I rely on the same plugs virtually year-round, even in the dead of summer. However, I do have a preference for really big plugs during the dog-days—big metal lips, darters, and needles. Since the fish can be lethargic, you want to give them a really tempting meal they can’t pass up. Huge plugs fished slowly—another critical piece of advice, make that meal easy to get—can induce strikes when nothing else will work. There are a couple of plug classes I am really confident in to break down a tough summer bite, and a big needle is one of them. While needlefish have so much history surrounding them during the fall, and there is no wrong time to fish them, I actually think they work particularly well during the summer. The other is a big metal lip, something over 4 ounces. Pikies, Atom-40s, and Dannys are phenomenal plugs at triggering strikes from big, fussy fish. It takes discipline to fish them, as you won’t be catching many schoolies, but the payoff can be substantial.

Dave Anderson

First I want you to conjure a memory. Travel back in your mind to when you were a kid. You’re at the beach with your mom and dad. You swim out as far you dare, your mom lifts her sunglasses and stands to call you back. You dip your head below the surface and open your eyes in the stinging salt, you see your feet hovering above the green of deep bottom. Before she can call your name you dive, kicking for your life. You dive past 10 feet and look up, what do you feel? The overwhelming sensation is cold (right?) and maybe panic as your body reels from the dramatic drop in temp.

Both Dave and Jerry talk of spots with deep water, but it’s more than just being deep that attracts striped bass in the summer. The incoming tidal current (represented by the green arrows) brings both cool water and food-chain-starting nutrients and organisms within reach of the surfcaster. (Chart courtesy of Navionics)

This is what’s on my mind when the bite gets tough in the summer. I think about how awesome the air conditioner feels blowing full blast as I drift to sleep. And I think about places where that kind of cool water can be reached from shore. Before you start poring over your Captain Seagull charts looking for expanses of deep water, that’s not at all what I’m looking for. I look for places where the movement of the tide pushes deep cool water up into shallow water. These areas cause upwelling; when the deepest water crashes into these sharp undersea slopes, the water is forced upward and mixes with the inshore water, creating a zone of cooler water.

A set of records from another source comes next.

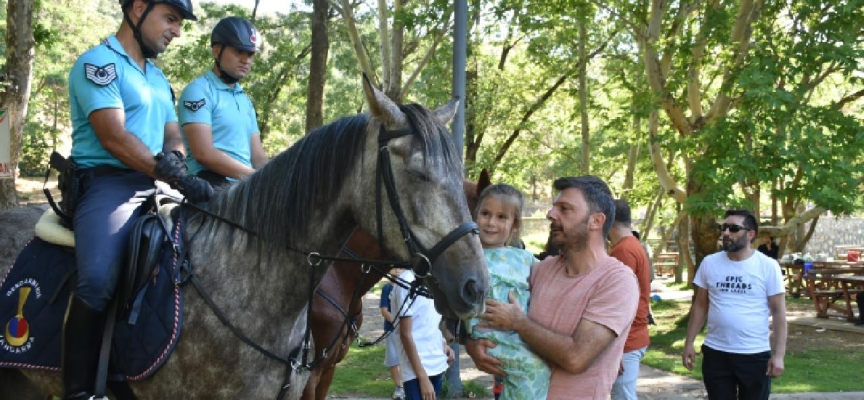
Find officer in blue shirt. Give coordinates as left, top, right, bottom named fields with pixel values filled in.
left=63, top=0, right=209, bottom=398
left=179, top=17, right=268, bottom=188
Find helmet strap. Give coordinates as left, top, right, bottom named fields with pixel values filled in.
left=124, top=1, right=158, bottom=59
left=214, top=45, right=240, bottom=85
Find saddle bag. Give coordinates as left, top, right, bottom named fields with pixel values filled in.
left=119, top=211, right=172, bottom=323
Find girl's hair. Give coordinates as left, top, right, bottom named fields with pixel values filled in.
left=475, top=184, right=525, bottom=246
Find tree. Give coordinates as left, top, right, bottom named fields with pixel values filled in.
left=305, top=0, right=330, bottom=132
left=623, top=0, right=864, bottom=273
left=0, top=0, right=35, bottom=209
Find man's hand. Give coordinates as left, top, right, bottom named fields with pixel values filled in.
left=176, top=175, right=213, bottom=203
left=682, top=344, right=697, bottom=371
left=465, top=338, right=505, bottom=377
left=476, top=292, right=525, bottom=331
left=153, top=151, right=187, bottom=182
left=766, top=355, right=785, bottom=378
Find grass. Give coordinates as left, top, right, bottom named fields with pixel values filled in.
left=646, top=297, right=864, bottom=393
left=328, top=344, right=395, bottom=397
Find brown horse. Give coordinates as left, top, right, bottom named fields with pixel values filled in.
left=301, top=169, right=492, bottom=400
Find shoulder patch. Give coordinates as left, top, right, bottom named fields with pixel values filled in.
left=84, top=63, right=117, bottom=86
left=183, top=99, right=206, bottom=112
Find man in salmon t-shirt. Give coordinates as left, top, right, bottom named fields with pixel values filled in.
left=608, top=198, right=651, bottom=400
left=467, top=176, right=639, bottom=399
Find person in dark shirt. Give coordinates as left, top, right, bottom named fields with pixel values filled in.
left=757, top=236, right=779, bottom=260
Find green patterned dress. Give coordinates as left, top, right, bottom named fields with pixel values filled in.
left=469, top=247, right=551, bottom=400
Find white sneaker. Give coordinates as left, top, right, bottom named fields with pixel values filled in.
left=392, top=386, right=405, bottom=400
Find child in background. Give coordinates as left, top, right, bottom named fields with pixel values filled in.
left=381, top=268, right=405, bottom=400
left=391, top=268, right=455, bottom=400
left=469, top=184, right=550, bottom=400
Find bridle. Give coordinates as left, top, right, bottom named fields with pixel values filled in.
left=176, top=111, right=479, bottom=400
left=375, top=121, right=479, bottom=278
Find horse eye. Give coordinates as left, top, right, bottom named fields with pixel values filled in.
left=408, top=170, right=431, bottom=182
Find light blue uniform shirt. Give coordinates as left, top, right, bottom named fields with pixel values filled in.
left=177, top=71, right=259, bottom=177
left=69, top=35, right=177, bottom=169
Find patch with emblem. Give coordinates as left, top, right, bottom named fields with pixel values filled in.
left=183, top=99, right=206, bottom=112
left=84, top=63, right=117, bottom=86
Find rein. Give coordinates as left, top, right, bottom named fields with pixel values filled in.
left=178, top=116, right=477, bottom=400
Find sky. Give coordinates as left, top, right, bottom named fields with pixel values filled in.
left=205, top=0, right=299, bottom=16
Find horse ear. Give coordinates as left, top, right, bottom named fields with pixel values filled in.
left=362, top=73, right=406, bottom=127
left=432, top=97, right=459, bottom=126
left=477, top=168, right=492, bottom=196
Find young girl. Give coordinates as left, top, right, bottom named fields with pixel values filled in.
left=468, top=184, right=550, bottom=400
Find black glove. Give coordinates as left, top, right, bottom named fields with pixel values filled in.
left=154, top=150, right=187, bottom=182
left=175, top=175, right=214, bottom=204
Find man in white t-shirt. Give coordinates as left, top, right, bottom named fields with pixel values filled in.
left=682, top=209, right=787, bottom=400
left=391, top=269, right=454, bottom=400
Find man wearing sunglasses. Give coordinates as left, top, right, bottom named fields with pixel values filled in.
left=682, top=210, right=787, bottom=400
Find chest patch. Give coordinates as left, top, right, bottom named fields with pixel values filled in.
left=183, top=99, right=206, bottom=112
left=84, top=63, right=117, bottom=86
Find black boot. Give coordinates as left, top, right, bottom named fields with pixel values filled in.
left=62, top=295, right=106, bottom=400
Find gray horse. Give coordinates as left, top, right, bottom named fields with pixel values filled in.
left=1, top=76, right=488, bottom=399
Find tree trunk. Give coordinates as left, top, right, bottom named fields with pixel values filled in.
left=578, top=22, right=589, bottom=175
left=386, top=0, right=405, bottom=102
left=687, top=177, right=719, bottom=268
left=676, top=213, right=691, bottom=284
left=305, top=0, right=329, bottom=133
left=0, top=0, right=36, bottom=209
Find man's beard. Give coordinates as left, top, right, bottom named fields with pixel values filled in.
left=551, top=216, right=590, bottom=253
left=722, top=235, right=748, bottom=252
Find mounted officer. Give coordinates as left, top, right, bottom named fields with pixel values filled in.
left=62, top=0, right=210, bottom=398
left=179, top=16, right=268, bottom=188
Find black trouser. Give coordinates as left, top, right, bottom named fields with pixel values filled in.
left=701, top=344, right=771, bottom=400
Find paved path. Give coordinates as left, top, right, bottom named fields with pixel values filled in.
left=345, top=281, right=864, bottom=400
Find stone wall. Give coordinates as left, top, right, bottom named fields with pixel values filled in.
left=802, top=217, right=864, bottom=257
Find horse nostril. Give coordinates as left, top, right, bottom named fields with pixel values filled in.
left=462, top=278, right=485, bottom=305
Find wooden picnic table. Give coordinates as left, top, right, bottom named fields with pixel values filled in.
left=655, top=252, right=679, bottom=277
left=833, top=274, right=864, bottom=322
left=804, top=268, right=864, bottom=321
left=780, top=260, right=864, bottom=298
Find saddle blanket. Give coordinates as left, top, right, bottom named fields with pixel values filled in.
left=0, top=230, right=184, bottom=381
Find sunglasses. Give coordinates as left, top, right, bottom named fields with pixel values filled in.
left=719, top=223, right=750, bottom=233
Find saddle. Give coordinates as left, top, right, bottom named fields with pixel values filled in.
left=0, top=197, right=185, bottom=384
left=34, top=198, right=177, bottom=312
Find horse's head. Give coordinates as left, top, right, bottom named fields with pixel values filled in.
left=352, top=75, right=489, bottom=319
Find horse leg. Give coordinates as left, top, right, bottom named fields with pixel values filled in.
left=0, top=369, right=48, bottom=400
left=314, top=366, right=337, bottom=400
left=300, top=368, right=321, bottom=400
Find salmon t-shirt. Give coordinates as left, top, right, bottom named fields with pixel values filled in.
left=609, top=236, right=652, bottom=352
left=528, top=256, right=639, bottom=399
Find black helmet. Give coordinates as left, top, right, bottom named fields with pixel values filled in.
left=211, top=17, right=259, bottom=53
left=118, top=0, right=197, bottom=21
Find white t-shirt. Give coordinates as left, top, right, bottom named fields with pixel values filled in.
left=693, top=250, right=783, bottom=354
left=390, top=270, right=448, bottom=382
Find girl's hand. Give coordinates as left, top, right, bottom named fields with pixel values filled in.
left=421, top=376, right=436, bottom=400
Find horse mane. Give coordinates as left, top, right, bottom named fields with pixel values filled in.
left=193, top=103, right=462, bottom=248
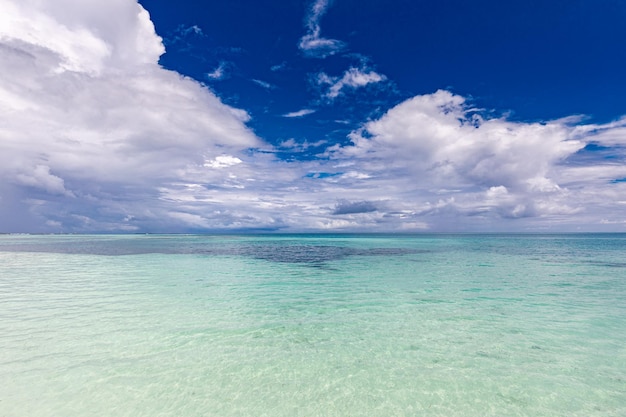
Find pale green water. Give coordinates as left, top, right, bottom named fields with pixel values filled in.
left=0, top=234, right=625, bottom=416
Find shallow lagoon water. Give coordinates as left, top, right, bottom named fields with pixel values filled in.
left=1, top=234, right=625, bottom=416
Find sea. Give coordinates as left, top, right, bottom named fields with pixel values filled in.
left=0, top=234, right=624, bottom=416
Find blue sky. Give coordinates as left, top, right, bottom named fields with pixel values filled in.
left=148, top=0, right=626, bottom=151
left=1, top=0, right=626, bottom=233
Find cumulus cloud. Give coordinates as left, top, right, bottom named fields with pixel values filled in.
left=14, top=165, right=75, bottom=197
left=2, top=0, right=626, bottom=233
left=0, top=0, right=164, bottom=74
left=0, top=0, right=263, bottom=232
left=322, top=90, right=626, bottom=231
left=204, top=155, right=243, bottom=169
left=338, top=90, right=582, bottom=189
left=317, top=67, right=387, bottom=99
left=299, top=0, right=346, bottom=58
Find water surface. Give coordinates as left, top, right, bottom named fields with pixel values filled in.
left=1, top=234, right=624, bottom=416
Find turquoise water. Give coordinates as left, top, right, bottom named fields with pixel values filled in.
left=0, top=234, right=625, bottom=416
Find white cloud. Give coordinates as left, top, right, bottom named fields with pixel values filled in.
left=270, top=62, right=287, bottom=72
left=186, top=25, right=203, bottom=36
left=14, top=165, right=75, bottom=197
left=2, top=0, right=626, bottom=233
left=207, top=62, right=227, bottom=80
left=278, top=138, right=326, bottom=153
left=204, top=155, right=243, bottom=169
left=570, top=116, right=626, bottom=146
left=317, top=67, right=387, bottom=99
left=0, top=0, right=164, bottom=75
left=252, top=79, right=274, bottom=89
left=0, top=0, right=264, bottom=232
left=318, top=89, right=626, bottom=231
left=339, top=90, right=581, bottom=190
left=298, top=0, right=346, bottom=58
left=283, top=109, right=316, bottom=118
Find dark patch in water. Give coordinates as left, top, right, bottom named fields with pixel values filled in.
left=584, top=260, right=626, bottom=268
left=461, top=288, right=483, bottom=292
left=234, top=245, right=424, bottom=266
left=0, top=237, right=426, bottom=266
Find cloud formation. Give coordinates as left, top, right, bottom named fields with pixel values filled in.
left=317, top=67, right=387, bottom=99
left=206, top=62, right=227, bottom=80
left=164, top=24, right=204, bottom=47
left=283, top=109, right=316, bottom=118
left=2, top=1, right=626, bottom=233
left=333, top=200, right=380, bottom=215
left=324, top=90, right=626, bottom=230
left=252, top=79, right=274, bottom=89
left=298, top=0, right=345, bottom=58
left=0, top=0, right=263, bottom=232
left=1, top=0, right=164, bottom=74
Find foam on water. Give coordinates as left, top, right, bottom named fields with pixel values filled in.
left=1, top=234, right=625, bottom=416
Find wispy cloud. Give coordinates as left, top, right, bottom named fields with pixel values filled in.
left=252, top=79, right=274, bottom=89
left=207, top=62, right=228, bottom=80
left=271, top=62, right=288, bottom=72
left=283, top=109, right=316, bottom=118
left=317, top=67, right=387, bottom=99
left=299, top=0, right=345, bottom=58
left=164, top=24, right=204, bottom=47
left=279, top=138, right=326, bottom=152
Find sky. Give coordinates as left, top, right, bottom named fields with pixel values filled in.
left=1, top=0, right=626, bottom=233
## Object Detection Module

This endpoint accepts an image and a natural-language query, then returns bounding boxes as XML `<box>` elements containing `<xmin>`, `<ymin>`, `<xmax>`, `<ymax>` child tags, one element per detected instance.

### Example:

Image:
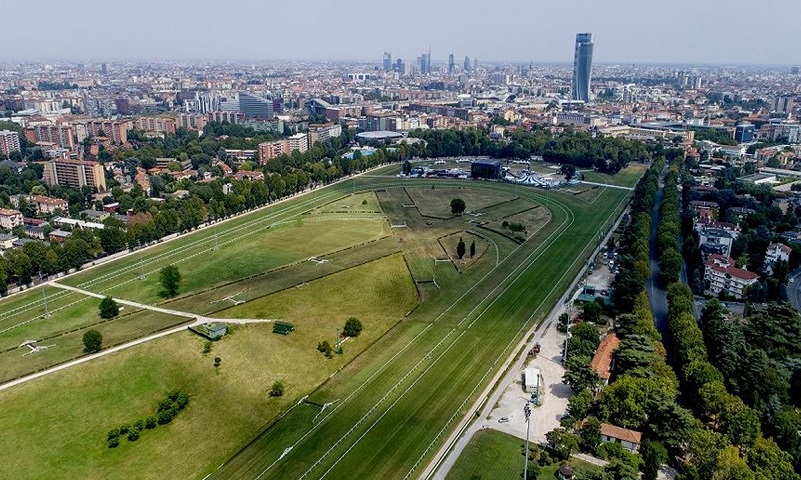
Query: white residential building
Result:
<box><xmin>764</xmin><ymin>242</ymin><xmax>791</xmax><ymax>275</ymax></box>
<box><xmin>704</xmin><ymin>255</ymin><xmax>759</xmax><ymax>299</ymax></box>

But upwelling also starts the food chain. These areas tend to be turbid almost like they’re clouded with dust as the moving water scrubs microorganisms up and away from the bottom; these feed crustaceans, which feed small fish and on and on from there. Areas that support life, support all levels of life and my experience has always come back to this phenomenon as I’ve been faced with tough summer fishing over the years.

So in a perfect world I’d look for one of two scenarios; either a shallow flat that has a steep outer edge and some strong ocean current pushing up onto the flat or, what I like to call, “access to the edge.” The edge is that second drop-off that falls off somewhere beyond the low water mark. I like to look for places where that drop-off is sharp enough to form a defined line that parallels the shore for a good distance. I feel like large stripers utilize these edges as something to follow. These areas—when positioned properly in the longshore current—can also cause the same upwelling effect.

In the summer, we’re working on resident fish; these are stripers that have settled into one area for the summer. I believe they are still on the move, but they may linger if they find things to their liking. The name of the game is finding places where they’ll come back to over and over because they provide food and favorable water temperature or structure. Food is always going to be number one, so if you can find an area that offers that ‘starting of the food chain’ that upwelling provides, the bass are never going to be too far away.